Loan traders told Reuters LPC on Thursday that Goldman Sachs, which is reporting on Aug. 19, had offered the senior debt at 30 percent of face value last week, but found few takers.
The company's deeply subordinated payment-in-kind (PIK) loan was said to have been offered at 5 percent of face value, traders said.
Goldman Sachs and Dresdner Kleinwort underwrote a 875 million euro financing package backing the 1.3 billion euro purchase of the company by private equity firm Bain Capital in June 2007 before the credit crunch, RLPC data shows.
The aggressive loan had high leverage of nearly ten times total debt to EBITDA and was structured with senior debt, second lien, PIK and mezzanine loans.
The deal was part of the 75-80 billion euro pipeline of aggressively priced and structured leveraged loans that were unable to be sold and left on banks balance sheets as the credit crisis intensified.
Banks have been forced to discount the paper to sell it and Bavaria was one of Europe's first discounted loan sales in March.
Goldman, which owns most of the junior debt, tried to sell the senior debt at 65 percent of face value and sold around 100 million euros of its position at that time, banking sources said. The loan was quoted recently at 50 percent of face value, according to RLPC data.

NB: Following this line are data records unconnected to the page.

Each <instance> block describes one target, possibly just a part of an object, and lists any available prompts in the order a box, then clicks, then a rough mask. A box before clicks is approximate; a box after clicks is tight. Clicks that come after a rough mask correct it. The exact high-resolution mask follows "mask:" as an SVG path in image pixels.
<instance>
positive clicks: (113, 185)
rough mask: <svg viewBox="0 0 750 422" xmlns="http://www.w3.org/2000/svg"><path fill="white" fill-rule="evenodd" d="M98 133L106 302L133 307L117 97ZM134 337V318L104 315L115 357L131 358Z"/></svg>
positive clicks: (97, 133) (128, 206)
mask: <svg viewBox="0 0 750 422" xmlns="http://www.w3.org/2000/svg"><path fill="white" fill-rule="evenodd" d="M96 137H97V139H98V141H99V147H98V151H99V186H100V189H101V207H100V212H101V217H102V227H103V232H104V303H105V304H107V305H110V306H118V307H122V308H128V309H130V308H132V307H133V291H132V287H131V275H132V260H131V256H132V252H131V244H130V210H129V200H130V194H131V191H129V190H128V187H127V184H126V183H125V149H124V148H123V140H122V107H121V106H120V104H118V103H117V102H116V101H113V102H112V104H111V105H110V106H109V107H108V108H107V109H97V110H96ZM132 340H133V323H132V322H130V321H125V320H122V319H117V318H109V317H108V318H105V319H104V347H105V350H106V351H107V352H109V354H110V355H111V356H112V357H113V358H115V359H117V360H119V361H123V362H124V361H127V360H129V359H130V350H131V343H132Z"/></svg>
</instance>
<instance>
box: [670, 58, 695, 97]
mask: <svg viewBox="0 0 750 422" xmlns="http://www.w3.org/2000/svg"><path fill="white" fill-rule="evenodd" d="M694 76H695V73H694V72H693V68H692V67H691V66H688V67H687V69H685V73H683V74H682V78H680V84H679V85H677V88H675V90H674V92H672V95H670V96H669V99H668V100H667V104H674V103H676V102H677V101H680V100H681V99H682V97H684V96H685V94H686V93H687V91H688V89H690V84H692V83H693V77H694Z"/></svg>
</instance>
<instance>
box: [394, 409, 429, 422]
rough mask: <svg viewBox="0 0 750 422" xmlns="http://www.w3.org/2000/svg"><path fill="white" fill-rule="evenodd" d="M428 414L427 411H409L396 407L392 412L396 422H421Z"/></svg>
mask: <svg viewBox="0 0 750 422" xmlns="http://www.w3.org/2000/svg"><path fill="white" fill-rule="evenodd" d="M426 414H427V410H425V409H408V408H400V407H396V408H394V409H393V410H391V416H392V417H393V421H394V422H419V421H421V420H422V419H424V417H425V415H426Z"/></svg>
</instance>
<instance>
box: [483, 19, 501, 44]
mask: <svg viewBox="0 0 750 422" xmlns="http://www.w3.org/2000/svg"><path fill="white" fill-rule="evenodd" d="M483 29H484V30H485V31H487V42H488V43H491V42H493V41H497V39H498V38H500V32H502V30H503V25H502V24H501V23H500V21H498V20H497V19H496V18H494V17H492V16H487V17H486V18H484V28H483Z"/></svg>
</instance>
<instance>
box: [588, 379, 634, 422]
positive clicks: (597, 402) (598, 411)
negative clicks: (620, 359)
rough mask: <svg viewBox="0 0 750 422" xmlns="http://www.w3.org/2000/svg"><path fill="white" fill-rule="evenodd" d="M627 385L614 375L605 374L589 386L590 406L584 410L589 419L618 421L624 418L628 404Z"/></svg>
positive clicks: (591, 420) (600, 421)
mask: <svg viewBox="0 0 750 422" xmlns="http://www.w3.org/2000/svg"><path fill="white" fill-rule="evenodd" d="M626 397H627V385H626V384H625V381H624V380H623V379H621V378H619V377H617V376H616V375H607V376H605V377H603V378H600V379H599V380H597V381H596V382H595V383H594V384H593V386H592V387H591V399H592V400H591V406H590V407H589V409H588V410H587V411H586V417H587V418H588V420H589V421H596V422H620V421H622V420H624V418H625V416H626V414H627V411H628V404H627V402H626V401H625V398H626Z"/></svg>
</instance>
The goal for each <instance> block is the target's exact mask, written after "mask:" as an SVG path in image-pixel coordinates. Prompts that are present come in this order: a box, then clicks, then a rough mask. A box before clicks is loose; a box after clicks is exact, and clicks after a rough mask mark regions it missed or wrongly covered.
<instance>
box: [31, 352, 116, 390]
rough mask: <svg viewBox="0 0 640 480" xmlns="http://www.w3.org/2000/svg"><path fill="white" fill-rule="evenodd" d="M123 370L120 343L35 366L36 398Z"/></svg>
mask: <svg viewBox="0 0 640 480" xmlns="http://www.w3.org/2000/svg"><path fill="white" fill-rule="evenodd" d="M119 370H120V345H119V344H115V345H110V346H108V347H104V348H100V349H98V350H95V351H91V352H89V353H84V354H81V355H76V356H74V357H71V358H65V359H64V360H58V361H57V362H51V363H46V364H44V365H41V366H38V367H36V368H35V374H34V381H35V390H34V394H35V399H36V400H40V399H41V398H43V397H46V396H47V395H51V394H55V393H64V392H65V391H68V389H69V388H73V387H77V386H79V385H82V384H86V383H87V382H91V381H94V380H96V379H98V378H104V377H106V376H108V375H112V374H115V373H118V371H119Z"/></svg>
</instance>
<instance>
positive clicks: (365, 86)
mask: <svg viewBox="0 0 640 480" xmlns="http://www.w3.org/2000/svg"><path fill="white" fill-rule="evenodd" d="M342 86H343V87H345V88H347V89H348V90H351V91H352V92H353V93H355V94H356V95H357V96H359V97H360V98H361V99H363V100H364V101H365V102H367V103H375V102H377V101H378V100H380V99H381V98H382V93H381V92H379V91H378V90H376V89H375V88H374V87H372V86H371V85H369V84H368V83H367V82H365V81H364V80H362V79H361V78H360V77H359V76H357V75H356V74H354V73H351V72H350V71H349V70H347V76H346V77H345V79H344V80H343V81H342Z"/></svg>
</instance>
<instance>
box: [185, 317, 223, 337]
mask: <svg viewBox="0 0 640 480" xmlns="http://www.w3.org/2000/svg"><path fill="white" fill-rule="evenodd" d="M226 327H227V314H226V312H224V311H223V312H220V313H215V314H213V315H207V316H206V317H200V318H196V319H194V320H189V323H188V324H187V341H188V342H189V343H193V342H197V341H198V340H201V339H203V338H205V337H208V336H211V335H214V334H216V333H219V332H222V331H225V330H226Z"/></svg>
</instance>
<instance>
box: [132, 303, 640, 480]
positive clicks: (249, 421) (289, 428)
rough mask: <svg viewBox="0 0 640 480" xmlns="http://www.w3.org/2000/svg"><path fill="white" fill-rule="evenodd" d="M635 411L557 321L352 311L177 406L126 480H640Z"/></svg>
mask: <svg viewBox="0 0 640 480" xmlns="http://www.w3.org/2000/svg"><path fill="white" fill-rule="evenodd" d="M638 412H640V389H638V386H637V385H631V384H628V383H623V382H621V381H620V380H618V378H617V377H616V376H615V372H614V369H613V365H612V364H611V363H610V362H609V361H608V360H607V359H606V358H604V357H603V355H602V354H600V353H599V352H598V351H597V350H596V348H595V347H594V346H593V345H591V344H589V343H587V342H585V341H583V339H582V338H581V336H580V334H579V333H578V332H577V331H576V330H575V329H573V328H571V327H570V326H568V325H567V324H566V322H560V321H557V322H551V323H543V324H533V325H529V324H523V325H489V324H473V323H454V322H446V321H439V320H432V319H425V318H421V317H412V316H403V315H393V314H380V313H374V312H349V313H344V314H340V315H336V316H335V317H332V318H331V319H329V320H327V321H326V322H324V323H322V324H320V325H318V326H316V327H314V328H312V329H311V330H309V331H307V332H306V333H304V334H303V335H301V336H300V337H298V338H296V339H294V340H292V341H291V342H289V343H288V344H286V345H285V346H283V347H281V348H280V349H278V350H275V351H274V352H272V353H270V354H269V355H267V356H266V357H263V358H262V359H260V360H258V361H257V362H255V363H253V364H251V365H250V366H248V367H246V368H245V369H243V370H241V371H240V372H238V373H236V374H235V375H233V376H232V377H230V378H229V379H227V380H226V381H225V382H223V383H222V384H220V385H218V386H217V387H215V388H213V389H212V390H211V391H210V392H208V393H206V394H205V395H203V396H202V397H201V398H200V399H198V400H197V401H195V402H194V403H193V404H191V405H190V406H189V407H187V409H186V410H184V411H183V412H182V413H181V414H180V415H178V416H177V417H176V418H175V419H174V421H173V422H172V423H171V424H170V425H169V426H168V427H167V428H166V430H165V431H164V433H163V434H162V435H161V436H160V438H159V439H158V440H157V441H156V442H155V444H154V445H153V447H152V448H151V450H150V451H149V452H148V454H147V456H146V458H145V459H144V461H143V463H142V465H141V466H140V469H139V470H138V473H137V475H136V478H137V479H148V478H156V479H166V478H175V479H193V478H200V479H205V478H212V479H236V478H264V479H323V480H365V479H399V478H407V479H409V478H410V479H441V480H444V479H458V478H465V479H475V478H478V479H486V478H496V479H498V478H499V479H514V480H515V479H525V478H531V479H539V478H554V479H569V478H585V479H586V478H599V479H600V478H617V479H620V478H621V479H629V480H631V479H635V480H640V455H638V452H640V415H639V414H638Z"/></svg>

Dresdner, which owns half of the senior and second lien debt, opted not to sell and has not been a recent seller.
"Now, they're (Goldman) are desperately trying to sell it," one of the sources said.
Goldman Sachs declined to comment.
Bavaria has struggled as consumers have cut down on luxury purchases such as yachts. The highly leveraged company has underperformed its business plan but traders said that the secondary loan price also reflects Goldman's desire to sell.
"There is recovery value in there - 30 is pretty harsh, Bain is a reasonable sponsor. They overpaid and overlevered the business and the equity is underwater but Bain is an experienced sponsor," a secondary loan trader said.